Almasri, capo della polizia giudiziaria libica, è al centro del vortice che è piombato sul governo. Torturatore e reo di gravissimi reati in Libia, il 6 gennaio ha iniziato il suo giro per l’Europa: Inghilterra, Belgio, Germania e infine Italia. Ohibò, proprio quando sta per entrare in Italia, la Corte dell’Aja emette il mandato di arresto internazionale. “È un caso”, direbbero i fiduciosi. Ma a noi sembra più un voler lanciare carbone bollente addosso al governo italiano.
I fatti sono noti, oltre che giuridicamente complessi. A Giorgia Meloni, Carlo Nordio, Alfredo Mantovano e Matteo Piantedosi sono arrivati degli avvisi di garanzia; ops, “atti dovuti” precisa l’ANM, sostenendo che il governo sta strumentalizzando la faccenda. Il tema è tanto giuridico quanto politico. Sul primo aspetto, la nostra indole rigidamente garantista ci impone un diktat: attendiamo almeno i sei mesi per la conclusione delle indagini. Oltre la rigidità impostaci, però, la situazione stona un po’, soprattutto visto il periodo. Il governo, infatti, sta accelerando il passo su una delle riforme più sbandierate e più attese: quella della giustizia. In queste colonne, nei mesi precedenti, abbiamo speso parole su parole per indicare come questa sia la riforma più urgente. E l’abbiamo fatto quando Meloni, apparentemente, tergiversava. Oggi, invece, con la separazione delle carriere già avanti nell’iter, la magistratura torna a tuonare, e lo fa con un rombo potentissimo, prendendo a pretesto un caso delicato e non privo di responsabilità da parte del governo.

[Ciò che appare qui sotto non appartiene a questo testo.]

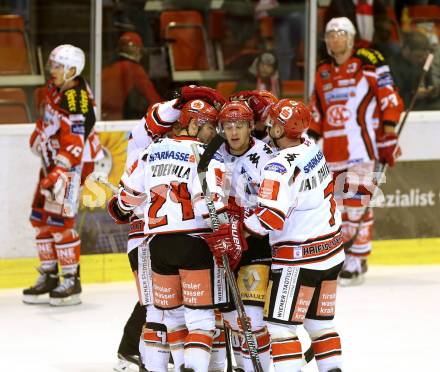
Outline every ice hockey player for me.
[309,17,403,285]
[23,44,102,306]
[207,99,273,371]
[108,86,223,371]
[110,96,227,371]
[211,99,344,372]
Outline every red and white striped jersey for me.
[37,76,103,168]
[310,48,403,170]
[245,138,344,270]
[121,136,210,235]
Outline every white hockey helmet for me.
[325,17,356,55]
[49,44,86,81]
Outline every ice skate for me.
[338,255,368,287]
[49,274,82,306]
[23,267,60,304]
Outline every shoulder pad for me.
[355,48,385,66]
[60,86,92,114]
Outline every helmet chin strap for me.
[269,128,286,147]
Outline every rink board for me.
[0,238,440,288]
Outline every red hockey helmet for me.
[266,99,312,139]
[178,99,218,128]
[218,101,254,125]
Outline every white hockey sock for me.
[312,332,342,372]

E qui giungiamo al secondo punto, forse il più importante: le responsabilità politiche. Al netto del mandato probabilmente emesso ad hoc, pur essendo una situazione difficile da gestire, nella realtà dei fatti non si può rispedire con volo di Stato un criminale internazionale nel suo Paese di origine, con la consapevolezza che resterà impunito e proseguirà nelle sue malefatte. Magari c’è dietro un accordo con i poteri oscuri libici, riguardo alle partenze; dietrologie che possiamo supporre – abbiamo il diritto di farlo – ma non possiamo in alcun modo approfondire e conoscere. Perciò, la vicenda è colma di misteri, com’è giusto che un caso internazionale, tra servizi segreti e politica, sia. Tuttavia, lo ribadiamo: l’errore è politico ed è evidentissimo.
Che poi Giorgia Meloni, sulla cresta dell’onda dei consensi e abilissima in fatto di comunicazione, stia utilizzando la diatriba storica tra politica e magistratura per virare la discussione su altro, fuori dai binari del caso politico, è comprensibile. In fin dei conti, abbiamo appreso degli avvisi di garanzia tramite i suoi canali social, non mediante un’informativa democratica.

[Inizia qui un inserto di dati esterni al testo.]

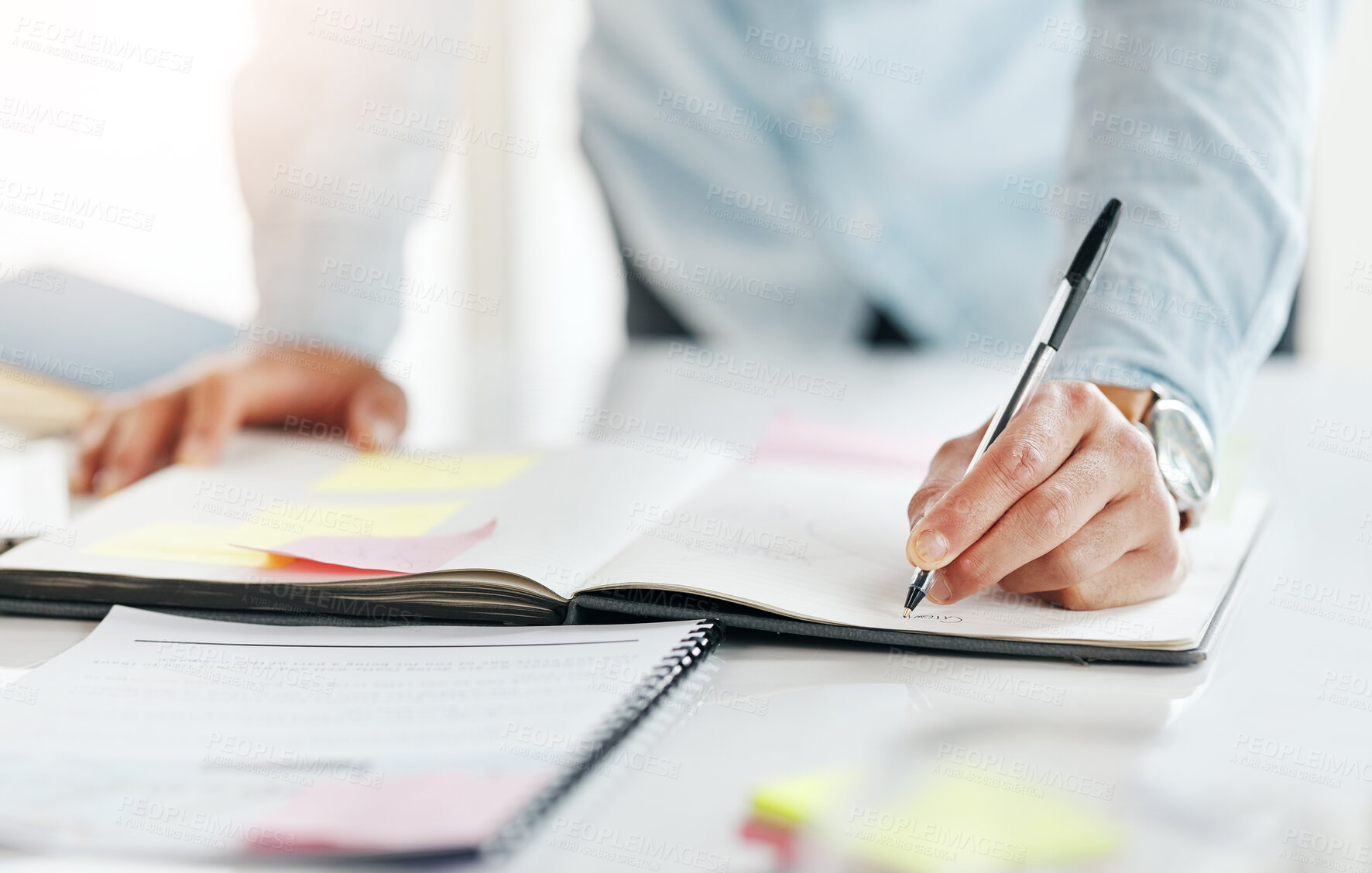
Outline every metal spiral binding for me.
[480,619,725,857]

Siamo onesti, prima di tutto con noi stessi: la giustizia a orologeria c’è. C’è sempre stata. E non si risolverà mica con la riforma della giustizia! Sarà, però, un passo in avanti per ripulire la cosa pubblica da oscurità che non giovano a nessuno.
Condivido appieno le tue argomentazioni. Aggiungo una considerazione storica: la vicenda mi ricorda quella di Craxi-Sigonella. Anche in quel caso un pasticcio italiano consentì la fuga di un pericoloso terrorista. Ma, stranamente, non vi furono implicazioni giudiziarie e non fu certamente quello l’episodio capace di minare la leadership di Craxi.